Asked by a student whether he agreed with Chairman Mao’s view that a statement can be both true and false at the same time, Morgenbesser replied, “Well, I do and I don’t.”
During campus protests of the 1960s, Morgenbesser was hit on the head by police. When asked whether he had been treated unfairly or unjustly, he responded that it was “unfair, but not unjust. It was unfair because they hit me over the head, but not unjust because they hit everyone else over the head.”
When challenged why he had written so little, Morgenbesser fired back: “Moses wrote one book. Then what did he do?”
Morgenbesser described Gentile ethics as entailing “ought implies can,” while in Jewish ethics, “can implies don’t.”

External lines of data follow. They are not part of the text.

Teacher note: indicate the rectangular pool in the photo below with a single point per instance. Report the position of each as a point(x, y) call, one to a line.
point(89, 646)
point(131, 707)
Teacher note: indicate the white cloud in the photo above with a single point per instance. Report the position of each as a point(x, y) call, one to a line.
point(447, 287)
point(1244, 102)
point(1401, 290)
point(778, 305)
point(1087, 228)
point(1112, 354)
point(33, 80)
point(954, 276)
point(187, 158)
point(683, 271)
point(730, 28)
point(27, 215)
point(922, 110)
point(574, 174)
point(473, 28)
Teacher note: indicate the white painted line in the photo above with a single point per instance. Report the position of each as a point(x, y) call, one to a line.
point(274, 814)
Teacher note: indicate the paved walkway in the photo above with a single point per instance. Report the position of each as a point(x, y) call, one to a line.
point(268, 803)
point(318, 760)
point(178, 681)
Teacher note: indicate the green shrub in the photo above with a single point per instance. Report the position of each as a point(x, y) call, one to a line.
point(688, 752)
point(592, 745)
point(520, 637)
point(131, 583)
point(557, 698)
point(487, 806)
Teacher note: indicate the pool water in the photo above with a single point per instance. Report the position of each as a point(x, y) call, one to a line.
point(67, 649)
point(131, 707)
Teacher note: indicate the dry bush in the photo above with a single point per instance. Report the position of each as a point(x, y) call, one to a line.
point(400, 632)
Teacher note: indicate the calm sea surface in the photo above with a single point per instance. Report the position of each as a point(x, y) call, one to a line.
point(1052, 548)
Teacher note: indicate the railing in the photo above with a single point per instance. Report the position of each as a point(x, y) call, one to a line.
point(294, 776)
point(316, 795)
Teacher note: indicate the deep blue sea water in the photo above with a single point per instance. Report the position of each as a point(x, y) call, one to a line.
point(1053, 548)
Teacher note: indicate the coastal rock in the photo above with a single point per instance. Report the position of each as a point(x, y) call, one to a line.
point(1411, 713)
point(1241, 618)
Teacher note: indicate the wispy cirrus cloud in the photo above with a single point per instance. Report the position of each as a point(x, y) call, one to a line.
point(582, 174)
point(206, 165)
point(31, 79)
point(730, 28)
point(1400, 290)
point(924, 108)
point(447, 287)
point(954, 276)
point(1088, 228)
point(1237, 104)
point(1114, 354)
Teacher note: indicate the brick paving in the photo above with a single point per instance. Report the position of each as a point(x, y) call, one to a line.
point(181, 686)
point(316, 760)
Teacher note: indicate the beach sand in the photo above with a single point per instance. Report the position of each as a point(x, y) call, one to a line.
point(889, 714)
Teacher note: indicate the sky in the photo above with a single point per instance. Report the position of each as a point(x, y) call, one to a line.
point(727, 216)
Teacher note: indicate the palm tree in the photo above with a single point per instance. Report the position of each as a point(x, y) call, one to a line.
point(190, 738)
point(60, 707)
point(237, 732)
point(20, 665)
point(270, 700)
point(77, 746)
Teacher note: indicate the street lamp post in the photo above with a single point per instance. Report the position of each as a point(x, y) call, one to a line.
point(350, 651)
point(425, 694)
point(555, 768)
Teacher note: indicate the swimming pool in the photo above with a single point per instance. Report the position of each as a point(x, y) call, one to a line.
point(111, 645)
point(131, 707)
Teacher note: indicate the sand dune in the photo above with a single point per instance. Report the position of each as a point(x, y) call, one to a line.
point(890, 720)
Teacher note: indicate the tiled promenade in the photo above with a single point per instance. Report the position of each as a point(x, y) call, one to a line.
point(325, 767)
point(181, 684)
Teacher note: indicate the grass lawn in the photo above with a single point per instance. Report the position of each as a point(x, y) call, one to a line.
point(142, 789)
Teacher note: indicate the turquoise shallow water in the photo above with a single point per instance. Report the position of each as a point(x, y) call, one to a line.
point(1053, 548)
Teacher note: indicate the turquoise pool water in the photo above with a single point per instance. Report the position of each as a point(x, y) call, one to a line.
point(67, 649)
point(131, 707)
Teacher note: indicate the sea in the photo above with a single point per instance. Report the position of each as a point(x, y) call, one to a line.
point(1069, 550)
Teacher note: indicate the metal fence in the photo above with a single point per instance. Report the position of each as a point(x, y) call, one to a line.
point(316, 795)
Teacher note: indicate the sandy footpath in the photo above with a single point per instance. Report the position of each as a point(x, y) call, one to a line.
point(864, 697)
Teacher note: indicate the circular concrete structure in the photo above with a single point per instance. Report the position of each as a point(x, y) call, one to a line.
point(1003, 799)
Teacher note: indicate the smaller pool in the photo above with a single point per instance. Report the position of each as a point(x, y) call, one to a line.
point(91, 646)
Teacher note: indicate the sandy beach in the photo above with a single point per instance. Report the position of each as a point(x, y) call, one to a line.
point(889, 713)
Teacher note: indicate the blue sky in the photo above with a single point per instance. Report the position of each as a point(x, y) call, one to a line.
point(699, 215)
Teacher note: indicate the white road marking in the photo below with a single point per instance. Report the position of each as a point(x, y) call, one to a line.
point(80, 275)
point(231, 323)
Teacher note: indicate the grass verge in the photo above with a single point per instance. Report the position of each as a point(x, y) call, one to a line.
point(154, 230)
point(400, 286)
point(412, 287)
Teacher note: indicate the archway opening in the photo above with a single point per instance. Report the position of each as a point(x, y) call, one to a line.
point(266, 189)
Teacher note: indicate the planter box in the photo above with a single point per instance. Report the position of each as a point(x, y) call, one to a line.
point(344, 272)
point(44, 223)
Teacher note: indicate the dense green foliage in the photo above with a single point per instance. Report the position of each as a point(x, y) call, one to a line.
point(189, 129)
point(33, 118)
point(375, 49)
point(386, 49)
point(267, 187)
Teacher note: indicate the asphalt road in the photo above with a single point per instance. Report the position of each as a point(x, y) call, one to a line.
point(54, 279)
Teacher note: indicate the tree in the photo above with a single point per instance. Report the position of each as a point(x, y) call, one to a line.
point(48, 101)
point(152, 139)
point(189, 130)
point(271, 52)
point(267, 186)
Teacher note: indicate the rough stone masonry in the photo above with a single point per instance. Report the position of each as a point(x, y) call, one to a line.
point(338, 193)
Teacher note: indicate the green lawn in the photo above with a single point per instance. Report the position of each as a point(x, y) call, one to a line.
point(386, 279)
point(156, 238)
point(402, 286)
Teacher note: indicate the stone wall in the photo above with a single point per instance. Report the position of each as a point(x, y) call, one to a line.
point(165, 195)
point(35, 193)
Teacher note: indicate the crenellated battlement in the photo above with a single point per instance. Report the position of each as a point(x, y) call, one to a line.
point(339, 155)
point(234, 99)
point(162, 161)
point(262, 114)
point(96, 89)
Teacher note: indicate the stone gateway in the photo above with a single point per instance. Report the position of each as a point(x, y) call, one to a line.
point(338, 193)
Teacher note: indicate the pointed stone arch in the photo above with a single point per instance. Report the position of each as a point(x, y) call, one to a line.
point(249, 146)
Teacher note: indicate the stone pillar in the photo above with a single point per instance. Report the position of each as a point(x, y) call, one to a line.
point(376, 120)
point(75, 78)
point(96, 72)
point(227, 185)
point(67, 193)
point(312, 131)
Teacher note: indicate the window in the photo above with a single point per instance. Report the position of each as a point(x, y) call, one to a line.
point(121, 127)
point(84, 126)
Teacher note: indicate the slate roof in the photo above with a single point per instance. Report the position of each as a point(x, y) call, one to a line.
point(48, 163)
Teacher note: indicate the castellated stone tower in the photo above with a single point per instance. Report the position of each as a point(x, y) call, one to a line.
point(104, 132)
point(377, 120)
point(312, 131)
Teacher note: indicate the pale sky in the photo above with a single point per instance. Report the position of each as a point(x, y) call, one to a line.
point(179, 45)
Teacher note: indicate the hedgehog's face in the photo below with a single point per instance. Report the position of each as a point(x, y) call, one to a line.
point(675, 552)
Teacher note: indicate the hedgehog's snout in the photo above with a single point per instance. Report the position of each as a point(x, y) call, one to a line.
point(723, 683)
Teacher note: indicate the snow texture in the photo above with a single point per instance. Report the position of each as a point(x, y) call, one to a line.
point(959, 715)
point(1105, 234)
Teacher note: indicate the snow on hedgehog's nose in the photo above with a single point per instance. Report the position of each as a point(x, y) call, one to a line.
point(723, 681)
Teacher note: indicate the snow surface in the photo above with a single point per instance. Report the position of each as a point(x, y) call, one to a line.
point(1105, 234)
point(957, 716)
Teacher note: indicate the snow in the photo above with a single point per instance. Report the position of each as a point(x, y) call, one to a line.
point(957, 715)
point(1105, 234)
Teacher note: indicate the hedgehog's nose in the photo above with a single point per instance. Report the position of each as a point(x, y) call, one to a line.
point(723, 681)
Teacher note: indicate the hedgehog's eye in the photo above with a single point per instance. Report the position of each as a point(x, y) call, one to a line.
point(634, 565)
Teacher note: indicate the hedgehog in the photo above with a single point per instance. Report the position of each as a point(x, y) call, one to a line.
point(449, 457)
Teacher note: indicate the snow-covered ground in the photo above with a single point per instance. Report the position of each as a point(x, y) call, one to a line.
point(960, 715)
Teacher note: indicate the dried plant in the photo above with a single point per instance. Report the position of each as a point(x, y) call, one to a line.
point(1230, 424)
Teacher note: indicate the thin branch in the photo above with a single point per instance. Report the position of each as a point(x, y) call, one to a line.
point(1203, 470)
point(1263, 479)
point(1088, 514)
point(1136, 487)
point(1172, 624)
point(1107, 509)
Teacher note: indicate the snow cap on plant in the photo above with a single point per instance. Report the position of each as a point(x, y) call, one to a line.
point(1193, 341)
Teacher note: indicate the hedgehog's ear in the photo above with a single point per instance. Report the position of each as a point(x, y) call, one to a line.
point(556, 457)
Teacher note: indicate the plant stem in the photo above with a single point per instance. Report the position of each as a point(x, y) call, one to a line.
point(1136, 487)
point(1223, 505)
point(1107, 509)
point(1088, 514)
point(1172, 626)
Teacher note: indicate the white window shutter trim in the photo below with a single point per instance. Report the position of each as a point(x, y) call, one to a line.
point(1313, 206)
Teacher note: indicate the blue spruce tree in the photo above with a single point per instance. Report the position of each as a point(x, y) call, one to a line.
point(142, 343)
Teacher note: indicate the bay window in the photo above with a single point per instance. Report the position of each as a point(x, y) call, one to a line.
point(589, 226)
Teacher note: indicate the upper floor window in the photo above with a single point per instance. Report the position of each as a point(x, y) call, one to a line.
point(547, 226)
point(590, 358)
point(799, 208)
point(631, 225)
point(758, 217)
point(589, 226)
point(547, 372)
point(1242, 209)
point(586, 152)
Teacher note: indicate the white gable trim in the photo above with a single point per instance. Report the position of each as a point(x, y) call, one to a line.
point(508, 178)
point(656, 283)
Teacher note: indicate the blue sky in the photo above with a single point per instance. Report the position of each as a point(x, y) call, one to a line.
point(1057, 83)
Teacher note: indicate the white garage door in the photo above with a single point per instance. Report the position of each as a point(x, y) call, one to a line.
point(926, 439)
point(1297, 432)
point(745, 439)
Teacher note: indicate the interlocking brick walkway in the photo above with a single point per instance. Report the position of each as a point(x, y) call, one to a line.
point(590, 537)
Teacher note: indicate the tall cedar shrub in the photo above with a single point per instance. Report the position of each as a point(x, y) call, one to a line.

When asked his opinion of pragmatism, Morgenbesser replied, “It’s all very well in theory but it doesn’t work in practice.”
Asked to prove a questioner’s existence, Morgenbesser shot back, “Who’s asking?”
A student once interrupted him to complain, “I just don’t understand!” He responded, “Why should you have the advantage over me?”
What I take away from all this is that I think I wish I’d known Morgenbesser, but maybe it’s better that I didn’t. I’d be afraid of what he’d say to me. I’m no philosopher, and I already don’t understand anything.
Is there anything more than anything for me not to understand? If there is, I’m sure Morgenbesser would have found it. And then where would I be?